Retail news round-up on December 15, 2014: Tesco asks PwC to scrutinise stock, Amazon error results in products being sold for 1p; UK’s firs social supermarket opens; and Mike Ashley loans Sports Direct £40m.
Tesco asks PwC to step up scrutiny on stock takes
Tesco has asked PricewaterhouseCoopers to beef up stock management scrutiny in stores as it struggles to regain control of its finances after yet another profit warning, The Sunday Times reported.
The supermarket retailer is understood to have instructed its auditor to attend more stock takes across its 3,300 shops and to pay particular attention to ‘shrink and waste’ — the recording of products that are lost, stolen or spoiled.
Meanwhile, the chain is seeking a property boss to lead a sale of non-core property assets, a process which could garner hundreds of millions of pounds for the beleaguered company. It has approached senior figures in the property industry about taking up a position to head the disposal of non-core real estate, The Telegraph reported.
Amazon software error leads to 1p ‘bargains’
A software glitch has led to hundreds of items being sold for just 1p on online retailer Amazon, The Telegraph reported. Businesses now fear that they could go bankrupt if they are forced to follow through with the sales. The error occurred on Friday, and affected firms that use the tool RepricerExpress. Headphones, mattresses, coats and home furnishings were all sold for 1p.
UK’s first social supermarket in London
The UK’s first social supermarket starts its national rollout today, selling surplus food and drink to people on the verge of food poverty for up to 70% less than high street prices, The Guardian reported. The first Community Shop, in West Norwood, south London, is backed by the mayor, Boris Johnson, and Rosie Boycott, chair of the London Food Board, which helped find its premises. Community Shop will work on a membership basis, each involving 750 members all living locally and on income support.

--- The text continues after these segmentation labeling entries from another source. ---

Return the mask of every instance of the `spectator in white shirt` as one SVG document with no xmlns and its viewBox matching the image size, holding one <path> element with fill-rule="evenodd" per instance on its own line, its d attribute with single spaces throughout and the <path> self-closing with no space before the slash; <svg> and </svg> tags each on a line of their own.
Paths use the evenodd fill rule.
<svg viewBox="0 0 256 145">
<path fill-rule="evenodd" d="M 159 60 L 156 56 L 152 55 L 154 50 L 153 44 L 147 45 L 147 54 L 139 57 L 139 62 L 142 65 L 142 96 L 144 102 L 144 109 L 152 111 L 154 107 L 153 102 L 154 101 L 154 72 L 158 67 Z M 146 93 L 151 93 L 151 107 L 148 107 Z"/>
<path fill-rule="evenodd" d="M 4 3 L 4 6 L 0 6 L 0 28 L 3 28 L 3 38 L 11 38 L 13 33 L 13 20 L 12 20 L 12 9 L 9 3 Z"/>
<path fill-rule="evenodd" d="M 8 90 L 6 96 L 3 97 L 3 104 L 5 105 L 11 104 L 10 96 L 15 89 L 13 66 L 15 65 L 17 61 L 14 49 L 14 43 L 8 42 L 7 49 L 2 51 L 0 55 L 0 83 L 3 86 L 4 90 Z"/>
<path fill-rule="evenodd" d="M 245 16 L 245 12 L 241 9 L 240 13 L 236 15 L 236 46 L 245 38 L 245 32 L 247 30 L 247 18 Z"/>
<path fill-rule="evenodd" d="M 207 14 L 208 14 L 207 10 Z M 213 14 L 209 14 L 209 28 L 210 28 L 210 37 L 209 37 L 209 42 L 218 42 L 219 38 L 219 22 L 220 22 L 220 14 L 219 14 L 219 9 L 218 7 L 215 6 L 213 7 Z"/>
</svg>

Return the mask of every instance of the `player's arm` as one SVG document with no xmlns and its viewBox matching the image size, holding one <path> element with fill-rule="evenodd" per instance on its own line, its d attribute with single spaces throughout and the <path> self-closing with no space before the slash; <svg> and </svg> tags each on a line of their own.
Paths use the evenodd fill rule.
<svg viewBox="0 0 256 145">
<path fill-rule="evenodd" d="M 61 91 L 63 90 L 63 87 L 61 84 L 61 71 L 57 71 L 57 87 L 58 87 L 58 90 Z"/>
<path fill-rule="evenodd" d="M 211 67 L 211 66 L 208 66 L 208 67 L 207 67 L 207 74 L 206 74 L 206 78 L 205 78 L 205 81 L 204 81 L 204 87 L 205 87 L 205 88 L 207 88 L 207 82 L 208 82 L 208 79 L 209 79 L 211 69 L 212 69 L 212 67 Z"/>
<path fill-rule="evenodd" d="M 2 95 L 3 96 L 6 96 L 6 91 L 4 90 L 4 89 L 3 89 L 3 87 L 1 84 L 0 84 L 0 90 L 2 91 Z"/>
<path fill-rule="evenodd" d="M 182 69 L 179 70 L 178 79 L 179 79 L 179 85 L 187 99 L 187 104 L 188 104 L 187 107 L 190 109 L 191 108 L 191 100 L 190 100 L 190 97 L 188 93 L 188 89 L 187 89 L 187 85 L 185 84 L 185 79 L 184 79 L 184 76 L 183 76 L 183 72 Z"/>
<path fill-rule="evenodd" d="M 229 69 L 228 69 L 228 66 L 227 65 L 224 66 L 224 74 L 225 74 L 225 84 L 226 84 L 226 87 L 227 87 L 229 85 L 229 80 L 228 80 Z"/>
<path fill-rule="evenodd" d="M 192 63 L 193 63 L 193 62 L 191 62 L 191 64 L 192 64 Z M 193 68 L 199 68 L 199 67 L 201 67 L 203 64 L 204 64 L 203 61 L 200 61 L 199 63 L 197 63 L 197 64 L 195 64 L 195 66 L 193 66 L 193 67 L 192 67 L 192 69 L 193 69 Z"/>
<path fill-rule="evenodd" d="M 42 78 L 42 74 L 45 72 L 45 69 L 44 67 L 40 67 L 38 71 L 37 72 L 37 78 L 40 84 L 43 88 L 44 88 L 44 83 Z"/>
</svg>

Mike Ashley provides Sports Direct with £40m loan
Billionaire tycoon Mike Ashley has bankrolled Christmas at Sports Direct by offering a loan worth £40m in October to help the sportswear chain to buy jeans, hoodies and tracksuit bottoms, The Times reported. In an unconventional move, the retailer opted to borrow from Ashley, its biggest shareholder with a 57% stake, on the grounds that it was cheaper. The loan was at market rates, meaning that Ashley could have earned as much as £50,000 interest.